Jeune soldat de l’armée républicaine, Manuel A. avait connu après la défaite les camps de réfugiés du Roussillon. En 1940, comme des milliers d’autres Espagnols, il avait été incorporé dans une compagnie de travail, sous la férule de l’armée française. Après l’armistice de Pétain, Manuel s’était retrouvé dans un stalag allemand, mêlé – avec tous ses compatriotes se trouvant dans le même cas – aux prisonniers de guerre français. Plus tard, lorsque l’état-major allemand procéda à un classement plus approfondi de la masse de prisonniers en son pouvoir, les quelques milliers d’Espagnols des compagnies de travail furent renvoyés des stalags et transférés à Mauthausen, en tant que déportés politiques.

Manuel A. était un survivant de ce camp. Un revenant, comme moi. Il me racontait sa vie à Mauthausen, le soir, après le dîner, à l’heure du petit verre d’alcool et du cigare des Canaries.

Mais je ne reconnaissais rien, je ne m’y retrouvais pas.

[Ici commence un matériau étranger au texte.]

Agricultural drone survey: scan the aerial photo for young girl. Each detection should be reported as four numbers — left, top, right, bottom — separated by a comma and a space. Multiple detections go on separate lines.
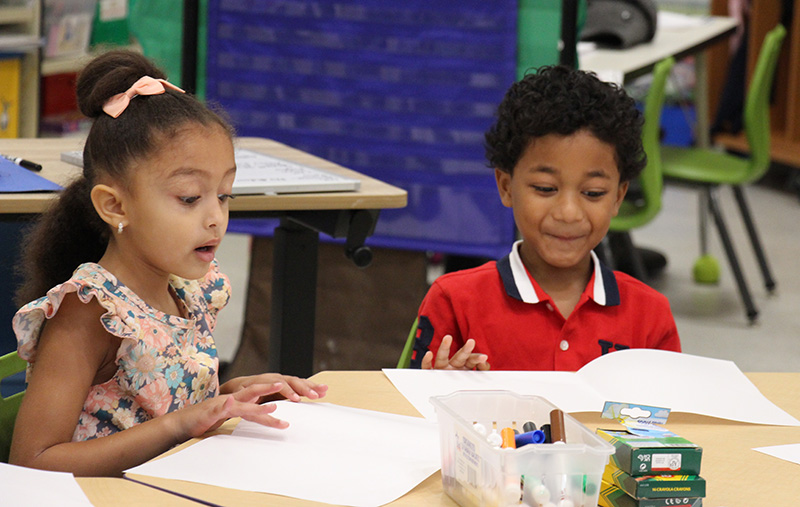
11, 51, 327, 476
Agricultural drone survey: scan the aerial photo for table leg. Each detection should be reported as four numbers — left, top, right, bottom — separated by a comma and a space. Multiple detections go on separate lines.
268, 218, 319, 377
694, 51, 711, 149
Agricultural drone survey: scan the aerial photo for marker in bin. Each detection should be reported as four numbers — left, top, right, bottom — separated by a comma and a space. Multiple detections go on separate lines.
550, 408, 567, 444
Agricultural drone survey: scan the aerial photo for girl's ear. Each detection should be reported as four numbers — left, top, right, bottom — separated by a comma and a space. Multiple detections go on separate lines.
91, 184, 128, 228
494, 169, 511, 208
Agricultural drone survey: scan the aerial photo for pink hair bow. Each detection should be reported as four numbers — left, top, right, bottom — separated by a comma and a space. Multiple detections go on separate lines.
103, 76, 185, 118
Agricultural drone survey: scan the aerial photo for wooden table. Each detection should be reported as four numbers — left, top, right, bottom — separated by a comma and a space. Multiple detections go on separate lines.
117, 371, 800, 507
579, 16, 737, 146
0, 137, 407, 377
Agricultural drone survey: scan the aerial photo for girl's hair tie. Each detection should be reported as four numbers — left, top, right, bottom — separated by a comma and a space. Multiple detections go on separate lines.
103, 76, 185, 118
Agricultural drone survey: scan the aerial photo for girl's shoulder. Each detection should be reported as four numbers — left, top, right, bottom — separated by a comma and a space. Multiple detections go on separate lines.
170, 259, 231, 314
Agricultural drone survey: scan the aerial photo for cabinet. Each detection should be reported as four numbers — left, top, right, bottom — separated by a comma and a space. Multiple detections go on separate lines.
0, 0, 42, 137
708, 0, 800, 167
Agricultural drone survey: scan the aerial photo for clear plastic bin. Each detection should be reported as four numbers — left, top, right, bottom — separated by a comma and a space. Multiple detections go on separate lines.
431, 391, 614, 507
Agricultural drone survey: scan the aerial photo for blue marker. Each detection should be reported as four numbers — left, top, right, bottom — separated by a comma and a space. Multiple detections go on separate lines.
514, 430, 545, 447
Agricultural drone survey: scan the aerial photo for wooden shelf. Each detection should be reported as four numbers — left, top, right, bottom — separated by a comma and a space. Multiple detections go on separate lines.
0, 0, 42, 137
0, 5, 39, 25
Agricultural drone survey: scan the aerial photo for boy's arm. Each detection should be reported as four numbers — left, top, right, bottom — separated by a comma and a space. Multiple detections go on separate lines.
411, 282, 489, 370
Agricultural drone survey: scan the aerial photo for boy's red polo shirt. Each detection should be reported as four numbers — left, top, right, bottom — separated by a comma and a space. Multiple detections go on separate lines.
411, 241, 681, 371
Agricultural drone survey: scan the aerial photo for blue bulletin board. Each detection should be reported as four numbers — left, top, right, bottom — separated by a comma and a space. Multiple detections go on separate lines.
206, 0, 517, 257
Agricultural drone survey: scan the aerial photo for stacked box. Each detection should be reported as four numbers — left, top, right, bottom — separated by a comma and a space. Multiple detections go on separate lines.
597, 482, 703, 507
597, 429, 706, 507
603, 465, 706, 498
597, 429, 703, 476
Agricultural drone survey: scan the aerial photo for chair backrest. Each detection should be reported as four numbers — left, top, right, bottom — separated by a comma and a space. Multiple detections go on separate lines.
0, 352, 28, 463
744, 24, 786, 181
397, 319, 419, 368
639, 57, 675, 224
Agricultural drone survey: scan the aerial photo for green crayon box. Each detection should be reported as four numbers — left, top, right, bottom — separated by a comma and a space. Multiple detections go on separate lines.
597, 482, 703, 507
597, 429, 703, 477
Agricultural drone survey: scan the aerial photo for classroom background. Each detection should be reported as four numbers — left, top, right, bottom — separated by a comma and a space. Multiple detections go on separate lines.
0, 0, 800, 392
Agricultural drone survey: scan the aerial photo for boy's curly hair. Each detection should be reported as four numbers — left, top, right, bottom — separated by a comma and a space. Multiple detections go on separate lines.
486, 66, 647, 182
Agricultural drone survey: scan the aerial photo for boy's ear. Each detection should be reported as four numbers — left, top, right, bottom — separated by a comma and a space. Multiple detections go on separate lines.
613, 181, 630, 216
91, 184, 127, 228
494, 169, 511, 208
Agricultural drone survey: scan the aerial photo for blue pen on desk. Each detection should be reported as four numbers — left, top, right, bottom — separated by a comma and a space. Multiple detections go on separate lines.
0, 154, 42, 172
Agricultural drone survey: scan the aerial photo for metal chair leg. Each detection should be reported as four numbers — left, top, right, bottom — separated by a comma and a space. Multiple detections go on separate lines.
705, 186, 758, 323
594, 236, 617, 270
697, 192, 708, 255
733, 185, 775, 292
620, 232, 647, 282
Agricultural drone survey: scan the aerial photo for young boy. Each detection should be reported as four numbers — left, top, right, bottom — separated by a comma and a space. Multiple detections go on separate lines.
411, 67, 680, 371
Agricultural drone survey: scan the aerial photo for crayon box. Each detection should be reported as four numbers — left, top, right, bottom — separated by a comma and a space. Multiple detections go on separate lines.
597, 429, 703, 477
597, 481, 703, 507
431, 391, 614, 506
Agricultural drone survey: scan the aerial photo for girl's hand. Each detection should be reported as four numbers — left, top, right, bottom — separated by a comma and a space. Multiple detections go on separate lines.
220, 373, 328, 403
177, 382, 296, 442
422, 334, 489, 370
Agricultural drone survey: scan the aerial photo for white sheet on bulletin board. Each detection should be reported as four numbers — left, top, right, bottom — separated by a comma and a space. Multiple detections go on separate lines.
61, 148, 361, 195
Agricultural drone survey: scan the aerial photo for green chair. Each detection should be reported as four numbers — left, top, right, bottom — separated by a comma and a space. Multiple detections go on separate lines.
661, 25, 786, 322
0, 352, 28, 463
397, 319, 419, 368
603, 57, 675, 280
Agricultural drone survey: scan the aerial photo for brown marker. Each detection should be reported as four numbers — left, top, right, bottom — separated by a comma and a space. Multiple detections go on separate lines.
550, 409, 567, 443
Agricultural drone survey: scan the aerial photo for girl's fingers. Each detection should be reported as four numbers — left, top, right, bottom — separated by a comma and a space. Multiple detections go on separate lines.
434, 334, 453, 370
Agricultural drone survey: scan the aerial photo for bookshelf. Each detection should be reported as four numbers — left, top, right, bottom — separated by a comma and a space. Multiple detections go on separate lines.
708, 0, 800, 168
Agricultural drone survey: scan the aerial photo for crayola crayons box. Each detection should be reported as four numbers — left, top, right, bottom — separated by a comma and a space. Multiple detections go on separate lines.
430, 391, 614, 507
603, 465, 706, 498
597, 482, 703, 507
597, 429, 703, 477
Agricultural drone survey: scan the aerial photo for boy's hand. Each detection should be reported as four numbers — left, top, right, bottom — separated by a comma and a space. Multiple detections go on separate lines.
422, 334, 489, 370
175, 382, 289, 442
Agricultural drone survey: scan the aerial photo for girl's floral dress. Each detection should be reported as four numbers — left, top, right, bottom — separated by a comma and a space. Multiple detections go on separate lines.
13, 261, 231, 441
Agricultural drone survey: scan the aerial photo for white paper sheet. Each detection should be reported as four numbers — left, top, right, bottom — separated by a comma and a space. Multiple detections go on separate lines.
753, 444, 800, 465
0, 462, 92, 507
383, 349, 800, 426
126, 401, 440, 506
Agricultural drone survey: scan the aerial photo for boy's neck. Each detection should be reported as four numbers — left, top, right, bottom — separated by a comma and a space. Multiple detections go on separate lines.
98, 241, 180, 315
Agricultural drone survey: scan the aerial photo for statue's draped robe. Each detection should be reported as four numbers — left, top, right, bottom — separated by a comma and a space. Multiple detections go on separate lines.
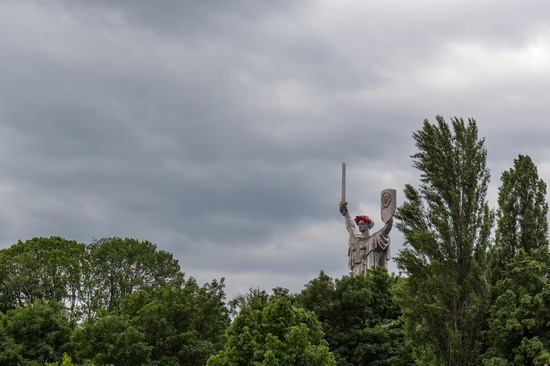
346, 214, 393, 274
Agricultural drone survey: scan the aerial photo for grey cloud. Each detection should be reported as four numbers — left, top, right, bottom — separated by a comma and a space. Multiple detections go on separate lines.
0, 0, 550, 298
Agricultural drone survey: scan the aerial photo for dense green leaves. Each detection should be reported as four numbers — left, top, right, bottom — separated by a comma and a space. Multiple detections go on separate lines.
396, 117, 491, 365
0, 237, 86, 311
0, 300, 74, 365
484, 155, 550, 365
296, 268, 411, 366
207, 295, 336, 366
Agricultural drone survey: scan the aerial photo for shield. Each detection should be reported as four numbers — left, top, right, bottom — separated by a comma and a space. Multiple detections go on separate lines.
380, 189, 397, 223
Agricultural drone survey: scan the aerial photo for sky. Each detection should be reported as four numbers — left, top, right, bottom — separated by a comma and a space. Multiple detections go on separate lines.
0, 0, 550, 298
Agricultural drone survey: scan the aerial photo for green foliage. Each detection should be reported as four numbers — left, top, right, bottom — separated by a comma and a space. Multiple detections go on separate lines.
73, 278, 229, 366
44, 353, 74, 366
296, 268, 411, 366
207, 294, 336, 366
0, 299, 73, 365
72, 314, 152, 366
484, 155, 550, 365
485, 247, 550, 365
83, 238, 180, 315
0, 237, 85, 314
395, 117, 492, 365
491, 155, 548, 285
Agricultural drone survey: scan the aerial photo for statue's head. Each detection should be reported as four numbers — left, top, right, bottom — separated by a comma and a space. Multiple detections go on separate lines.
355, 215, 374, 233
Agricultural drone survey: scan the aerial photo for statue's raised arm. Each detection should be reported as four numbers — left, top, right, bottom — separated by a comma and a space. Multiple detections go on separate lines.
339, 163, 396, 274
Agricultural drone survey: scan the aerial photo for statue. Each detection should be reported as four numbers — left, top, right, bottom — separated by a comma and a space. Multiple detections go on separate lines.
340, 163, 396, 275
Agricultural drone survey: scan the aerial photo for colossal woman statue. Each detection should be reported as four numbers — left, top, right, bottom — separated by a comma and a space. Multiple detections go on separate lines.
340, 163, 396, 274
340, 202, 393, 274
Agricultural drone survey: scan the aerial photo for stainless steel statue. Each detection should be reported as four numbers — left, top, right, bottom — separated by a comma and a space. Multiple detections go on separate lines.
340, 163, 396, 275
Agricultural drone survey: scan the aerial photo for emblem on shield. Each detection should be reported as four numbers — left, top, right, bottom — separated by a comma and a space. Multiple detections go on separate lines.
380, 189, 397, 223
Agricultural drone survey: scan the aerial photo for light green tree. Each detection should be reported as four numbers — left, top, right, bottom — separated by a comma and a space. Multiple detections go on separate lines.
82, 237, 180, 316
207, 295, 336, 366
490, 155, 548, 284
484, 155, 550, 365
395, 116, 492, 365
0, 299, 74, 365
0, 237, 86, 318
296, 268, 412, 366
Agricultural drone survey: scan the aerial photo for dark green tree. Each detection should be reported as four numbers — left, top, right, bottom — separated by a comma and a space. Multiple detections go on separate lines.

Certes, entre Buchenwald et Mauthausen il y avait eu des différences: dans chacun des camps nazis l’existence des déportés a été soumise à des circonstances spécifiques. L’essentiel du système, pourtant, était identique. L’organisation des journées, le rythme de travail, la faim, le manque de sommeil, les brimades perpétuelles, le sadisme des S.S., la folie des vieux détenus, les batailles au couteau pour contrôler des parcelles du pouvoir interne: l’essentiel était identique. Je ne m’y retrouvais pourtant pas, dans les récits de Manuel A.

C’était désordonné, confus, trop prolixe. ça s’embourbait dans les détails, il n’y avait aucune vision d’ensemble, tout était placé sous le même éclairage. C’était un témoignage à l’état brut, en somme: des images en vrac. Un déballage de faits, d’impressions, de commentaires oiseux.

Je rongeais mon frein, ne pouvant intervenir pour lui poser des questions, l’obliger à mettre de l’ordre et du sens dans le non-sens désordonné de son flot de paroles. Sa sincérité indiscutable n’était plus que de la rhétorique, sa véracité n’était même plus vraisemblable. Mais je ne pouvais rien lui dire, je ne pouvais pas l’aider à mettre en forme ses souvenirs, puisqu’il n’était pas censé savoir que j’avais moi aussi été déporté. Puisqu’il n’était pas question que je lui fasse partager ce secret.